Все, что я вам изложил в общих чертах, и составляло основу моего образа в спектакле Симеонова, одного из самых великих дирижеров.
— А что выдумаете о современном состоянии Мариинки?
— Питеру повезло, что в Мариинку подряд пришли Темирканов и Гергиев. Театр начал делать Темирканов. Но Гергиев оказался настолько дальновидным, умным и тактичным человеком, что ничего не разрушил. А на моих глазах сплошь и рядом дирижер разрушает все, что было до него, приходя в театр. Гергиев продолжил собирательство голосов, бережное отношение к артистам. Поэтому люди в театре не теряли своего достоинства. Как бы ни относились к Гергиеву в театре, его всегда выберут. Это нехорошее слово, но Гергиев — рачительный, заинтересованный хозяин, а в Большой приходили дирижеры, которые думали о себе. Кресло главного дирижера — жизненная установка. Вот к чему это все привело. Вот почему у меня, вернее, у театра со мной начались трения. Я уверен, в театре не должно быть главных, должны быть и работать лучшие.
Сегодня Мариинка благодаря Гергиеву завоевала себе выдающееся положение в мире. Ситуация поменялась кардинально. Прежде столицей, и музыкальной тоже, была Москва со всеми вытекающими отсюда обстоятельствами, о которых я уже говорил. Шла борьба между музыкой Москвы и Ленинграда, и последний ни при каких обстоятельствах тогда не мог победить.
Глава 4. ГАСТРОЛИ 1964
Владимир Андреевич, расскажите, пожалуйста, о вашем поступлении в Большой театр.

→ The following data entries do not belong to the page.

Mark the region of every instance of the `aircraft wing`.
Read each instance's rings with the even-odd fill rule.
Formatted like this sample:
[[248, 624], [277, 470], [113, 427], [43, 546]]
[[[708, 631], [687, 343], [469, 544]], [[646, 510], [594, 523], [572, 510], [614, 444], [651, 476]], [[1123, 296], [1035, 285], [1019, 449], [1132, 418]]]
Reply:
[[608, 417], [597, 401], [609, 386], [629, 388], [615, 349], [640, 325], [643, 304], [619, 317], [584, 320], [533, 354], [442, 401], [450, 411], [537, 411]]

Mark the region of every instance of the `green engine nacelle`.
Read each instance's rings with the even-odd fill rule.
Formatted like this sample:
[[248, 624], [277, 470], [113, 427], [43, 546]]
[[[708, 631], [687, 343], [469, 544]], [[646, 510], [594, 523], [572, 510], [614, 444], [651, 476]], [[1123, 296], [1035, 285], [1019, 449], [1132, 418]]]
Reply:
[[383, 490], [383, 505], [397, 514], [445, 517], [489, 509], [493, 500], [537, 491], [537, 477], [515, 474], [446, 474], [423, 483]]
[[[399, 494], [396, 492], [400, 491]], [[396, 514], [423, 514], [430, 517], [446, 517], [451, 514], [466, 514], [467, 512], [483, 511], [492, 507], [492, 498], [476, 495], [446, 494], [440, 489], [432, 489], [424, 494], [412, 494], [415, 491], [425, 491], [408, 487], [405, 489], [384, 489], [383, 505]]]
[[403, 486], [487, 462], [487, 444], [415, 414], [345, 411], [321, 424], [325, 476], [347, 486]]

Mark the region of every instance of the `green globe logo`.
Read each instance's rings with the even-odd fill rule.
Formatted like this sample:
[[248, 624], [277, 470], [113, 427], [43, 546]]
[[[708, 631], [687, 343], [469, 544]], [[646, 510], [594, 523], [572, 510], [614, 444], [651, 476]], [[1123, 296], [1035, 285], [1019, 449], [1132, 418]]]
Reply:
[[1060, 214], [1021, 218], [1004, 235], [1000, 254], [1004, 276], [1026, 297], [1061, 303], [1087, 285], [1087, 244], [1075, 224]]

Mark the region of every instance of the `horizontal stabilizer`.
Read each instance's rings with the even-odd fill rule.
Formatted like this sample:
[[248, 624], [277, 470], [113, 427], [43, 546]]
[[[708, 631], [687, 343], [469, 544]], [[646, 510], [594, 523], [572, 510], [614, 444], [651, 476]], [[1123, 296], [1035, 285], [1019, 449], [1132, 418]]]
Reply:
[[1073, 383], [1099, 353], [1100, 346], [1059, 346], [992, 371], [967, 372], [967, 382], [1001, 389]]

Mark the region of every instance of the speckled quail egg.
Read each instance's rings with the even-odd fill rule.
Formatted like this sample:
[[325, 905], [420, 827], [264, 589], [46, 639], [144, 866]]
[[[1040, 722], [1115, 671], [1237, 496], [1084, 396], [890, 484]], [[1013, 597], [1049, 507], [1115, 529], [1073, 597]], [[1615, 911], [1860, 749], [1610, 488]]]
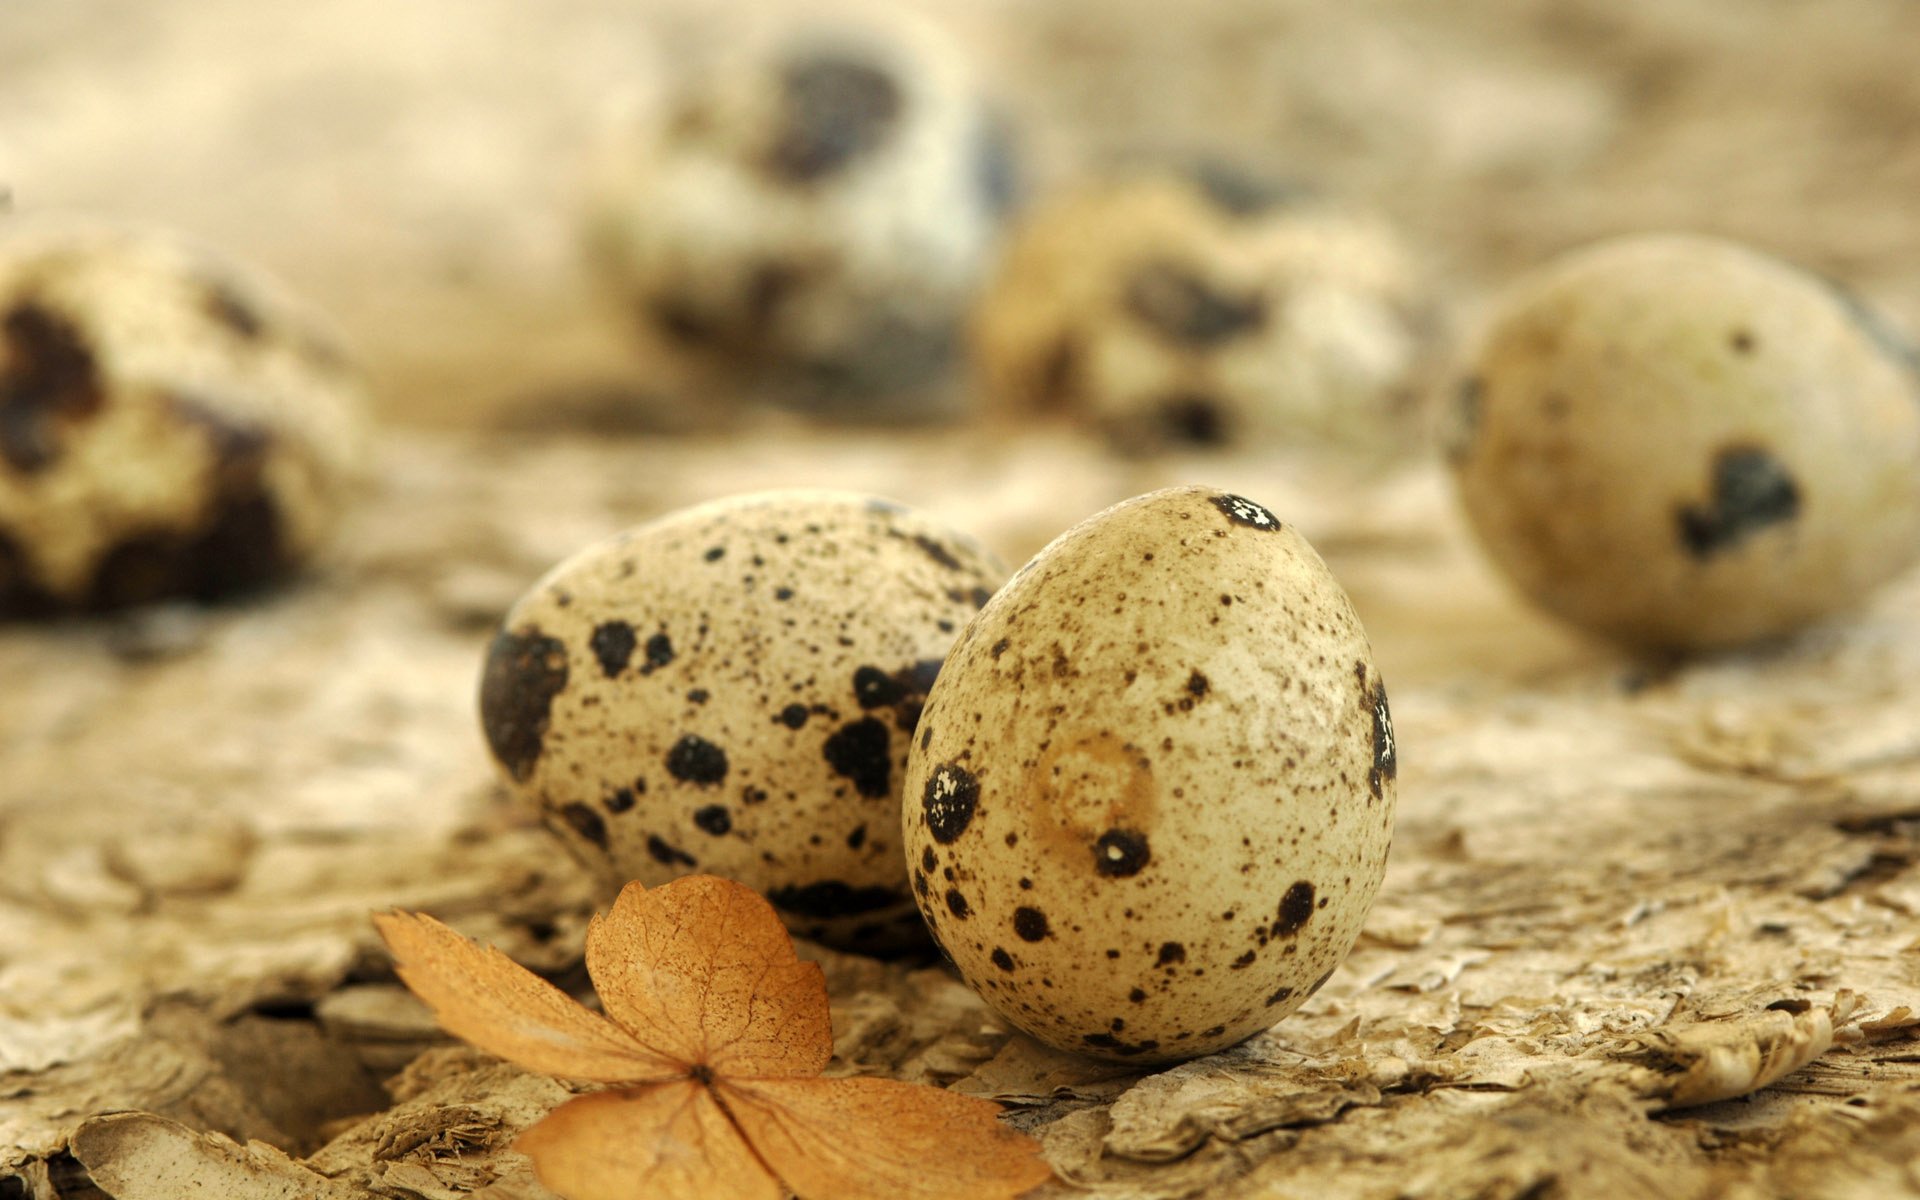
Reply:
[[897, 838], [907, 743], [955, 631], [1003, 572], [885, 500], [759, 492], [555, 567], [487, 655], [513, 790], [604, 877], [763, 892], [795, 933], [922, 942]]
[[1187, 1058], [1346, 957], [1395, 774], [1385, 685], [1313, 548], [1244, 497], [1172, 488], [1063, 534], [967, 626], [908, 760], [905, 848], [1009, 1021]]
[[318, 322], [170, 236], [0, 226], [0, 614], [213, 600], [309, 560], [364, 438]]
[[987, 396], [1132, 452], [1415, 440], [1433, 320], [1411, 256], [1256, 185], [1158, 171], [1038, 207], [975, 305]]
[[606, 152], [589, 246], [669, 360], [840, 415], [914, 416], [1013, 198], [1007, 127], [918, 26], [787, 31]]
[[1920, 547], [1920, 375], [1834, 285], [1730, 242], [1636, 236], [1519, 283], [1451, 447], [1488, 555], [1648, 649], [1782, 634]]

— Я поступал в своей жизни только в один театр, а именно — в Кировский. В Большой театр я не поступал никогда, меня туда просто перевели.
— Вы не хотели петь в Большом театре?
— Для меня вопрос был решен. Я хотел и работать, и жить в Ленинграде и не хотел переходить в Большой театр, и я дважды уходил из Большого театра по собственному желанию.
— Как дважды? Как все происходило?
— Я уехал из Кировского театра в Италию и приехал в театр. Но приехал уже солистом Большого. По возвращении мы, стажеры, должны были давать отчетные концерты в Большом театре. Я выступил. Все! На следующее утро меня вызвал Михаил Чулаки, и из его кабинета я ушел с удостоверением солиста оперы. Это было в 65 году. С этого момента начались мои мучения. Меня перетягивали из театра в театр. Ленинград тянул в свою сторону, Москва — в свою. Я метался между Питером и Москвой, выступая в спектаклях то там, то здесь.
В Кировский театр приходили правительственные телеграммы о моем переводе в Москву. Но тогда секретарем Ленинградского Горкома был Толстиков, хорошо ко мне расположенный и утешавший: «Да брось ты, не обращай внимания!» Понадеявшись на его покровительство, я написал заявление об уходе из Большого театра. Так я покинул Большой в первый раз. Но ненадолго.
Однажды меня вызвали в Москву на концерт по поводу какого-то очередного партийного события. Я приехал на поезде, но стоило мне выйти из вагона, как какие-то мужчины взяли что называется меня под руки и отвезли к министру культуры Фурцевой. От нее я вновь вышел солистом Большого театра. Вот так у меня началась жизнь в Большом театре. Господи, когда же это было? Кажется, это тоже было весной. Весной 67 года.
— Разве до этого вы не пели в Большом?